Discipline hoists Nyangwa School to excellence

The electronic bell tolls at exactly 11.20a.m. Not a student in the silent compound of Nyangwa Boys’ High School in Mbeere South Sub-County, Embu County, responds to the bell. In other schools, the sound could be followed by noisy excited students filing out of classrooms.

This too, was the case at Nyangwa. Not any more. The 1,300 students have learnt to take their tea hastily and dash back to class before the bell; they are always a minute or so ahead of the gong.

Prudent time management is one of the many transformations the school has undergone in less than five years. Just this one aspect has enabled the institution to top in academia and co-curriculum activities.

Before 2010, the school's learners were notorious for indiscipline, which resulted in poor performance.

It had reached its lowest and something needed to be done. Two teachers were interdicted for 'compromising performance.' A new principal Moshe Musyoka came in and the school was on its way to recovery.

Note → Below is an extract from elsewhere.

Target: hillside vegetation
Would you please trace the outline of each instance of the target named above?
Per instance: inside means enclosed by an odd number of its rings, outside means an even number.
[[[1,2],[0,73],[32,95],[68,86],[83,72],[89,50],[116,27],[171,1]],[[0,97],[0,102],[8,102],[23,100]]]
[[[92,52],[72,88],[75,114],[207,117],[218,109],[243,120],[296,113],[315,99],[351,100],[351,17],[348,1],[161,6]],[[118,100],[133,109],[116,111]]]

Desperate measures were undertaken to take the school back to its former glory. One of the school's unique tradition, the unwritten rule that no student is ever sent home for lack of school fees, was restored.

“It’s unfair for a student to lose out when others are learning due to lack of school fees. We have invested in a text message system through which we remind parents to pay the fee. It’s only when we are really strained and parents fail to cooperate that we send some students home,” says Musyoka.

Being the only major school in Mbeere South constituency which also performs well in the Kenyan Certificate of Secondary Education exams, many of its bright but poor students get a lion's share in bursary allocation from the CDF, county government, Children’s Department and corporates.

To check indiscipline and falling performance, the school came up with new rules that included wake-up time of 4a.m. Of course, the students initially resisted.

“We approached the matter in a diplomatic manner by involving the student’s council and sensitising them on the importance of waking up early. They now wake up at 4am and prepare for class in just 10 minutes,” says Musyoka.

He says they complete the syllabus by end of May and afterwards sit several exams which they also thoroughly revise.

The school was position two in Embu County, 58 nationally in 2013 KCSE exams and topped in History and Government countrywide with a mean of 11.23. Musyoka, also author of two books, teaches the subject.

After the students embraced the new changes, performance took an upward swing from 6.2 points in 2009, 7.8 points (2010), 8.7 points (2011), 9.4 points (2012) and 9.13 last year.This year, their target is 10.5 point.

The principal says the students and the school community at large is committed to achieving higher grades.

Despite being in a semi-arid area characterised by scorching sun and water shortage, Nyangwa has stood out as an oasis of success against which other schools routinely visit to benchmark.